Let $F$ be a field endowed with an embedding $F\hookrightarrow\Bbb R$. Then the ordering of $\Bbb R$ induces an ordering on $F$.
Is the converse true?
Namely, let $(F,\leq)$ be a characteristic zero ordered field. Is it true that $F$ admits a real embedding such that $\leq$ is induced by the ordering of $\Bbb R$?
I think that if $\Bbb Q$ is dense in $F$ (meaning that for all $x\in F$ and for all $0<q\in\Bbb Q$ there exists $a$, $b\in\Bbb Q$, $a<x<b$ such that $0<b-a<q$)then one can proceed as follows.

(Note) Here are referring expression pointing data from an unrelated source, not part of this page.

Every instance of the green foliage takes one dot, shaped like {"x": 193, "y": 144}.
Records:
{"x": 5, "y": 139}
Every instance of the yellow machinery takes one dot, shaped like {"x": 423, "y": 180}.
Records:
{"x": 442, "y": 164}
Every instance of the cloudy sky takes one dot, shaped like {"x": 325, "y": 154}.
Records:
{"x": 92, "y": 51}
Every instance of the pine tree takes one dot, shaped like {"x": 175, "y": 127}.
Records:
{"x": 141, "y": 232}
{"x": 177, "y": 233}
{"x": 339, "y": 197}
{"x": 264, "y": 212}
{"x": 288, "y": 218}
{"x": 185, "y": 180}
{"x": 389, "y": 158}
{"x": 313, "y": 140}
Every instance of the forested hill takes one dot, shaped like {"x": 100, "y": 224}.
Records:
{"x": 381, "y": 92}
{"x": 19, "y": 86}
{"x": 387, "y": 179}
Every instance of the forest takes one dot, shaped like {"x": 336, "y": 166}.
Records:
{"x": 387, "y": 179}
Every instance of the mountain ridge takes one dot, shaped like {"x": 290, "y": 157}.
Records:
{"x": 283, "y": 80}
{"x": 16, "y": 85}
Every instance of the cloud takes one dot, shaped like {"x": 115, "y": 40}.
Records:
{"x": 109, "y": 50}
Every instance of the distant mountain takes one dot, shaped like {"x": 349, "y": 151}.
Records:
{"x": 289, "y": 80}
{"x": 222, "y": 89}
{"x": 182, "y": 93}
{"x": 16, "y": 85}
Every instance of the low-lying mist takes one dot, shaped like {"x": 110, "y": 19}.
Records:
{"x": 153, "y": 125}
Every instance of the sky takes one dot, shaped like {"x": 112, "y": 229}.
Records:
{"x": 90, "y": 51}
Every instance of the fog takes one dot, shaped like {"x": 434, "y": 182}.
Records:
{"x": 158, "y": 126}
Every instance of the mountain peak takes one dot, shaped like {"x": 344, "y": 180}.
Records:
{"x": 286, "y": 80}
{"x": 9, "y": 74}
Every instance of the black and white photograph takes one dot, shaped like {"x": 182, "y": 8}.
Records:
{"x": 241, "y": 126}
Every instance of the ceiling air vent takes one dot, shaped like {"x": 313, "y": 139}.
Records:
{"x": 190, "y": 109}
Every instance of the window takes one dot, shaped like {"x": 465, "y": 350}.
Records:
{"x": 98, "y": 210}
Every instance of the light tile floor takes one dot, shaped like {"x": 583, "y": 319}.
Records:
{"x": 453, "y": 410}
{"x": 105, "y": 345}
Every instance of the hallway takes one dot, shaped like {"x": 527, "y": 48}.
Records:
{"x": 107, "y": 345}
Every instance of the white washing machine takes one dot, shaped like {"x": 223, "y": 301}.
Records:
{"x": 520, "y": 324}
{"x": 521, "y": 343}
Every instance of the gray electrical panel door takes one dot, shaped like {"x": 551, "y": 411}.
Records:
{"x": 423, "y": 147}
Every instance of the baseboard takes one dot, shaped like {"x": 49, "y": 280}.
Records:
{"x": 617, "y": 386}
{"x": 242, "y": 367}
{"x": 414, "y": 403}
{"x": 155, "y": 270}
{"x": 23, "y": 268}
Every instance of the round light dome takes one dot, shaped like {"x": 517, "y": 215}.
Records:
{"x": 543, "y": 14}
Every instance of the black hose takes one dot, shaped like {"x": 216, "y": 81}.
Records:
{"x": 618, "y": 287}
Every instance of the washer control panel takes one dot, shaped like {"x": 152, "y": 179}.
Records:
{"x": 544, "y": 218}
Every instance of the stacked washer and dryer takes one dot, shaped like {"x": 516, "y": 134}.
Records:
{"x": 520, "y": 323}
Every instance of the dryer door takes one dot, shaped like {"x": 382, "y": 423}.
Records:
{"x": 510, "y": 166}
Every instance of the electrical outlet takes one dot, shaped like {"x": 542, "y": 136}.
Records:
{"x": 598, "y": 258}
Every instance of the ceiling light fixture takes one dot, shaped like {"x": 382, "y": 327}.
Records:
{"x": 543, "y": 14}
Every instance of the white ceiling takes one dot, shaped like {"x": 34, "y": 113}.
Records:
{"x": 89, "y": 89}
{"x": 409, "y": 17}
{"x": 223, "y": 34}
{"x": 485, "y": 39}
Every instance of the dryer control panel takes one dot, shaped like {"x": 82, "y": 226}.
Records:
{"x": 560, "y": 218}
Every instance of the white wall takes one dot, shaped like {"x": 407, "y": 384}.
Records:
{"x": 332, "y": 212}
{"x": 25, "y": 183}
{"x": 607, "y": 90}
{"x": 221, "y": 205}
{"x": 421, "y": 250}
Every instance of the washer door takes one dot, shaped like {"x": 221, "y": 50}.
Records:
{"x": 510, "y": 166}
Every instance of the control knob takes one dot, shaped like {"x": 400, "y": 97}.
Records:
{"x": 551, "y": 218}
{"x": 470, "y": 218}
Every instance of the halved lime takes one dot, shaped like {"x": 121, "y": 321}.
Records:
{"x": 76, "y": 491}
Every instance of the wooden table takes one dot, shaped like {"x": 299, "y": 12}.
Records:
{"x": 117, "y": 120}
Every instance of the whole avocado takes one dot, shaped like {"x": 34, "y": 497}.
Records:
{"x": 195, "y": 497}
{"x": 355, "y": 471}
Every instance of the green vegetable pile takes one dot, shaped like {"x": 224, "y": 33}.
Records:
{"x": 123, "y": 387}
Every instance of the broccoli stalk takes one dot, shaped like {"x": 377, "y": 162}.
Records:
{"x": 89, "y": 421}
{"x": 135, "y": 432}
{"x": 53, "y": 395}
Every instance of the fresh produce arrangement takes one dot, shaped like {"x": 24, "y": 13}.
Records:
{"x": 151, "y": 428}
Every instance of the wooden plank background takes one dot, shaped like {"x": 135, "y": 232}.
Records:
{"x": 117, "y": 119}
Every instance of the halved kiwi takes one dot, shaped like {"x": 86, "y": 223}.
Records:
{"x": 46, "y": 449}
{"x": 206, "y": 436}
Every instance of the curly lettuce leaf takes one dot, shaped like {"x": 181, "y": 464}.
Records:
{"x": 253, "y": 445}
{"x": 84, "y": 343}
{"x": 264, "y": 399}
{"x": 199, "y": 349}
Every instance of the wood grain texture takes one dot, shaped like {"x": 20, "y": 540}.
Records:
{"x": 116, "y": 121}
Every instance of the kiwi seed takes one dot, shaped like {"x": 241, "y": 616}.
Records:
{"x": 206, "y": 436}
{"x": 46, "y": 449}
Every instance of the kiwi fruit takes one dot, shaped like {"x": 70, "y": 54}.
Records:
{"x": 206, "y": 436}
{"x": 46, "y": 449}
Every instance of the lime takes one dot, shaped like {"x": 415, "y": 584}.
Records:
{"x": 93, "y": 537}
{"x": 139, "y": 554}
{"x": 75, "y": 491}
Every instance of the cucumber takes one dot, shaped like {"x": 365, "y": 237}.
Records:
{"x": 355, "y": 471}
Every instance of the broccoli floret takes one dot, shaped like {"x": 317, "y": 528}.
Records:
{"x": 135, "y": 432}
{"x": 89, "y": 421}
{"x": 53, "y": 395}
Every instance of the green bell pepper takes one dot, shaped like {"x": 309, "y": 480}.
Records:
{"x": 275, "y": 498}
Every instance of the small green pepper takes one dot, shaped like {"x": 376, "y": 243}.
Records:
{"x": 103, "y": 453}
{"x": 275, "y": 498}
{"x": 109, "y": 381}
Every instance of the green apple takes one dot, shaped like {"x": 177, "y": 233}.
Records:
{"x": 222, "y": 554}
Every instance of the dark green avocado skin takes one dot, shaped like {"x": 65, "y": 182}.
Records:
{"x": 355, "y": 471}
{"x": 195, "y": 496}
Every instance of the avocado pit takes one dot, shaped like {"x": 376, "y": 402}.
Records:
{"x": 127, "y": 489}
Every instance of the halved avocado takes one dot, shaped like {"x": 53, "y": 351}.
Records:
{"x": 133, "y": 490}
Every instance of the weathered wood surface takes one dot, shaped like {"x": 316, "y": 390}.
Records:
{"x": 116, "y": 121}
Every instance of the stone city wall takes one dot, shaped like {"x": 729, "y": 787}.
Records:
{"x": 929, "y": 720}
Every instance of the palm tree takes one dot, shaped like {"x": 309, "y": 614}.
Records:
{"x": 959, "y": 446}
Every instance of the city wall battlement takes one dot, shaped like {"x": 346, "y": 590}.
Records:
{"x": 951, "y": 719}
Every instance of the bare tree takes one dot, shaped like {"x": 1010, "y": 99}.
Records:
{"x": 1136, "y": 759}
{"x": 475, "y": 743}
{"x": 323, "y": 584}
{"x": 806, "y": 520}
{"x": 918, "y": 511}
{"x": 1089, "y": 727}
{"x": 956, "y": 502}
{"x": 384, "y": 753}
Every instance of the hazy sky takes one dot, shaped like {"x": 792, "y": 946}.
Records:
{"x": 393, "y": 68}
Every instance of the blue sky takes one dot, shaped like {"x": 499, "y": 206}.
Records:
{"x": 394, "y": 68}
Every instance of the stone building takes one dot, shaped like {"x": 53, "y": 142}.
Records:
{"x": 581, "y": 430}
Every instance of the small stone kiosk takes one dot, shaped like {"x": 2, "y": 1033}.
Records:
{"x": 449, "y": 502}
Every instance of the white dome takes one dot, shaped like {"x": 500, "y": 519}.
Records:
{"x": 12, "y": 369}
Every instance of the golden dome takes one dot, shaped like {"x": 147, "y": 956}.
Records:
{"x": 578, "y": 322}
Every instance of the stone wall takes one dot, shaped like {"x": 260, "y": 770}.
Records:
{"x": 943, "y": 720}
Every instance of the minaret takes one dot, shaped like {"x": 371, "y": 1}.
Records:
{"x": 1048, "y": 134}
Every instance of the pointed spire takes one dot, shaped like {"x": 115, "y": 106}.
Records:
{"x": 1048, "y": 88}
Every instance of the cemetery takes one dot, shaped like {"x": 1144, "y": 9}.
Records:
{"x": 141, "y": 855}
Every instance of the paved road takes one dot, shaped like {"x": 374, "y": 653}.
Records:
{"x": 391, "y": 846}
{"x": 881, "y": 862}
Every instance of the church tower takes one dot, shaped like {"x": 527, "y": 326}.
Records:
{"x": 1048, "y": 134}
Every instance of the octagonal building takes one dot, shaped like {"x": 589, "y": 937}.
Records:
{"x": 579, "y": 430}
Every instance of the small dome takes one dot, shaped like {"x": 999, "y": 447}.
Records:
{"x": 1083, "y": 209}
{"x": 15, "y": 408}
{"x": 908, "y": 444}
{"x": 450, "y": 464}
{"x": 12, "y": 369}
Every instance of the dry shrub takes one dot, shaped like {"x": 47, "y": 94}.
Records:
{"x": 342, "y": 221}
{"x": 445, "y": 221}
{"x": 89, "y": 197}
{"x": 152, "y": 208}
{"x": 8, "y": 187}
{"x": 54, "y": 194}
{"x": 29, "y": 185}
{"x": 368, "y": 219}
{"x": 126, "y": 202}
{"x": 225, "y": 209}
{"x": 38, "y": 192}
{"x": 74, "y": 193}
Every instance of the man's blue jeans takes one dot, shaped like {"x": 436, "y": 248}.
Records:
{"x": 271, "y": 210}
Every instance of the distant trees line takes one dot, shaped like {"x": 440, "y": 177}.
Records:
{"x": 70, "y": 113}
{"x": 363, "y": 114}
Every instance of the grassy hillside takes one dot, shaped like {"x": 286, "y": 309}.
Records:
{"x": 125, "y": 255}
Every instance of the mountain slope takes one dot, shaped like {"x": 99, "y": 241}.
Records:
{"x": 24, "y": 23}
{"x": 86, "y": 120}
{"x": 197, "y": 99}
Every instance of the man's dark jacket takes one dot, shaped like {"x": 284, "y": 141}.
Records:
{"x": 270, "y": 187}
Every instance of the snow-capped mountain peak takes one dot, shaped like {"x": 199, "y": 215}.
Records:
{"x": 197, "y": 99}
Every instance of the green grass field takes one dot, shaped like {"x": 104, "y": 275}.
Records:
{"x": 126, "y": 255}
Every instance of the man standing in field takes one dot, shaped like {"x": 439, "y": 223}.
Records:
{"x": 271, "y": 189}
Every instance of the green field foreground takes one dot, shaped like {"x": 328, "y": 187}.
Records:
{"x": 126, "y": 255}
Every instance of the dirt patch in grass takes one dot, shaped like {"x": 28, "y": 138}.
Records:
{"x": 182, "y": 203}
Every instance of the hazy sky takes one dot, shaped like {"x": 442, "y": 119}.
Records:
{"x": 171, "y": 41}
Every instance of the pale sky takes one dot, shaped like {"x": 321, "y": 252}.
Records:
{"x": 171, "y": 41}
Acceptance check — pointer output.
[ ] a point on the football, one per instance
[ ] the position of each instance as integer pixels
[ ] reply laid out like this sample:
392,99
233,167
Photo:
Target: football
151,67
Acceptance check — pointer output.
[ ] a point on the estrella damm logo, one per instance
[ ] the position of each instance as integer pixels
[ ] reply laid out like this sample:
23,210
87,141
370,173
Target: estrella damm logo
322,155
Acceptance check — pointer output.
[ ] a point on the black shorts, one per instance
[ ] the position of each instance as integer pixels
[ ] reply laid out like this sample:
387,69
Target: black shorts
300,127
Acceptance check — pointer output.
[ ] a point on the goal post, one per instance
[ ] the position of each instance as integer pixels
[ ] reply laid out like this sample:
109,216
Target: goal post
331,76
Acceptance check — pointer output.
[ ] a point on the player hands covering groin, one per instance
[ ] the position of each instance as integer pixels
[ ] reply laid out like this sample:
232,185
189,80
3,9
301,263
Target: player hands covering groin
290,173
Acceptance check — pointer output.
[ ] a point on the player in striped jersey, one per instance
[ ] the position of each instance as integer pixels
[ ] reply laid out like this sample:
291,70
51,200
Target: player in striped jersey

Given $x\in F$ let $S_x^+=\{q\in\Bbb Q\mid q>x\}$ and $S_x^-=\{q\in\Bbb Q\mid q<x\}$. Then we can define an embedding $F\hookrightarrow\Bbb R$ sending $\Bbb Q$ to $\Bbb Q$ identically and every $x\in F\setminus\Bbb Q$ to the unique real number $r\in\Bbb R$ bigger than every rational in $S_x^-$ and smaller than any rational in $S_x^+$.
If this is correct, the question is which ordered fields admit $\Bbb Q$ as a dense subset in the above sense. My guess is that all the algebraic extensions of $\Bbb Q$ which are ordered are of this sort.
It is clear that algebraic extension do not exhaust all possibilities. For instance one can order a field of transcendence degree 1 over $\Bbb Q$ in such a way $\Bbb Q$ is dense in it, e.g. $F=\Bbb Q(T)$ can be ordered by fixing an isomorphisms $F\simeq\Bbb Q(\pi)$ and since there are actually uncountably many algebraically independent transcendental numbers there's room for even (way) more complicated examples. But these examples are fields that are already taken, up to isomorphism, inside $\Bbb R$ so the reasoning here is somewhat circular.
I am sure that the answer is actually well-known, but I don't recall having read anything of this sort.